The overall performance of the Asian Pacific stock market is quite disappointing due to the outbreak of Coronavirus. The massive toll that it took on the Chinese economy has badly impacted other Asian countries. Moreover, the United States has released the pending reports on the US Non-Farm Payrolls. This has peaked the safe-haven demands in the stock market among various traders.
All these factors have prevented USD/JPY from performing well in the stock market today. As of now, the currency pair is trading at 109.902, which is down by 0.085%. The USD/JPY pair reached the highest point on Tuesday since January 21. This happened due to a positive report on the US Economic data. Moreover, China also announced that it would reduce its trade tariffs on US goods by half.
USD/JPY is Highly Unlikely To Cross 110.00
According to many analysts, the positive results of the US jobs data is not likely to benefit the value of Dollar much.

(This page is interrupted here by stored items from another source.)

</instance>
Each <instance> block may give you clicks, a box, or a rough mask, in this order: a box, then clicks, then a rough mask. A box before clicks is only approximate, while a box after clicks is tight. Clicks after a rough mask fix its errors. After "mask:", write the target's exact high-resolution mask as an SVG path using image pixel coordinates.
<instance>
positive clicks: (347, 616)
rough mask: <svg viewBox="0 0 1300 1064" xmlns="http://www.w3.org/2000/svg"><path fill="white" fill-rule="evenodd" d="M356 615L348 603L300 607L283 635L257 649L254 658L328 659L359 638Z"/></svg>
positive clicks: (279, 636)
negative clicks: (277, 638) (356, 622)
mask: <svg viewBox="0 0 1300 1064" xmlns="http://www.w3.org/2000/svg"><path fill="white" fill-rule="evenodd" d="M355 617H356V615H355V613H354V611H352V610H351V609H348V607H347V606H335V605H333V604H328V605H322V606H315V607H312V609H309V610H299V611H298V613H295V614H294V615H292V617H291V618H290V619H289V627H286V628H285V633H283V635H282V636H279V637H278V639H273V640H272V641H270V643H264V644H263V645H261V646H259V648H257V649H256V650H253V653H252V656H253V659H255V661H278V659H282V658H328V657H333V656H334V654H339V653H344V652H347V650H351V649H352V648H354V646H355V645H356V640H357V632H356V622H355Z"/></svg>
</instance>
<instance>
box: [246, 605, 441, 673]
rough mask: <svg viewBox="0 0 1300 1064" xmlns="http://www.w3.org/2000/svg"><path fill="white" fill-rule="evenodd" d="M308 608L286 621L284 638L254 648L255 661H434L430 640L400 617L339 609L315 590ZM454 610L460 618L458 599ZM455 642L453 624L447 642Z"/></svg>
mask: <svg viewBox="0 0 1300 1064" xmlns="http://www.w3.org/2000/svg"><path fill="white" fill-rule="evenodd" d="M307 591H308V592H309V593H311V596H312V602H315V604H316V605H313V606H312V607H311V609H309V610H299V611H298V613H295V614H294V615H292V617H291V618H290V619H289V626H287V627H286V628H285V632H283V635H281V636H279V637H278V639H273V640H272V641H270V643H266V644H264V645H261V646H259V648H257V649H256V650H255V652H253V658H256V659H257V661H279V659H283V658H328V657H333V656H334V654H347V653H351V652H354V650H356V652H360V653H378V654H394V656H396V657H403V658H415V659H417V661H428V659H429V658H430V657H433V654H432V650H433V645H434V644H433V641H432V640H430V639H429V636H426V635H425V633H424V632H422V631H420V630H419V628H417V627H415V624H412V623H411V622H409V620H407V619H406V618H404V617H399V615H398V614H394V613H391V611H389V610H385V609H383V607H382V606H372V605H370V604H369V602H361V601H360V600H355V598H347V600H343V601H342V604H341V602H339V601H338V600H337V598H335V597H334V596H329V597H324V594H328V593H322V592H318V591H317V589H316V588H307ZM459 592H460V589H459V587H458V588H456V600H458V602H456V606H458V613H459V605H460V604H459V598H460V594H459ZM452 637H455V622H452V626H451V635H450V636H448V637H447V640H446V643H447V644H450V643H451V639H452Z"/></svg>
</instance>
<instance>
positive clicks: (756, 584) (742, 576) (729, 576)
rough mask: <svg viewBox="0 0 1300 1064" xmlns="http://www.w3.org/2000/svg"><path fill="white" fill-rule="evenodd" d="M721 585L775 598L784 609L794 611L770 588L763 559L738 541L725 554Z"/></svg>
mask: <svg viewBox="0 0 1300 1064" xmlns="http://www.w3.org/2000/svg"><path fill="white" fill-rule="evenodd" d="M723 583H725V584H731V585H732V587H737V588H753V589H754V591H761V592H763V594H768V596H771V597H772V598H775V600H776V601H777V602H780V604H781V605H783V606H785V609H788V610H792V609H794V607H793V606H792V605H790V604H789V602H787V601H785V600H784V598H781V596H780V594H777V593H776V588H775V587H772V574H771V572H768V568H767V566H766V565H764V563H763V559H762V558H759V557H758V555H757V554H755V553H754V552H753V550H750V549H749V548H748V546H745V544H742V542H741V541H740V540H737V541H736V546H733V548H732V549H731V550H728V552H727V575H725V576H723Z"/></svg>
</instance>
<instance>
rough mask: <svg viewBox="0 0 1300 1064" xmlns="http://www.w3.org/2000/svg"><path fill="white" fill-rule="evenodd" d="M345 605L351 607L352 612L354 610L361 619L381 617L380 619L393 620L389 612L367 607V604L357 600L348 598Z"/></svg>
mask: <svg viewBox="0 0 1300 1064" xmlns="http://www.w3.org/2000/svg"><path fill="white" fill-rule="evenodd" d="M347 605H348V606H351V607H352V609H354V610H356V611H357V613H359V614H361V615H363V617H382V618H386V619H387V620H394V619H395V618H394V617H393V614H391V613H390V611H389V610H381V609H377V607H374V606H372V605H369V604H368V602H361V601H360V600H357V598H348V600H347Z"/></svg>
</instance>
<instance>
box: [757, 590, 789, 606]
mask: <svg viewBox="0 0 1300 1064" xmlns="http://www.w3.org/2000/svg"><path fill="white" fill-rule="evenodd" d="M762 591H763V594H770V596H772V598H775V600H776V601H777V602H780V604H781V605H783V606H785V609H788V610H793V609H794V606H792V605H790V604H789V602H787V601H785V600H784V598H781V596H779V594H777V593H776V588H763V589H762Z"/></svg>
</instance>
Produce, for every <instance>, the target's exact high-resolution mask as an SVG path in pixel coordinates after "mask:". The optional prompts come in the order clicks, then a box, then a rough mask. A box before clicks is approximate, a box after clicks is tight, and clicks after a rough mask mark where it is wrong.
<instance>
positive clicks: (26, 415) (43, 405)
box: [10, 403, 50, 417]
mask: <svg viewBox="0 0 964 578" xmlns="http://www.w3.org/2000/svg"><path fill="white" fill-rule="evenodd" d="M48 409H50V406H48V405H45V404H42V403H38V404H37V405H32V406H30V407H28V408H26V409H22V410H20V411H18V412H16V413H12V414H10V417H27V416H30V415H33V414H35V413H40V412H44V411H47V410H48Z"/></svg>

So, the USD/JPY will not be able to exceed the 110.00 mark in the near future.
However, USD/JPY is expected to get support at 109.50 marks. But, the overall trend would be an upside one. As the price trend in this currency pair is upward, you can also see a support level at 109.821.
The USD/JPY did reach a record level of 110.20-30. However, this pair can possibly face some technical risk in the month of February. Thus, they can face resistance somewhere around 110.50 level.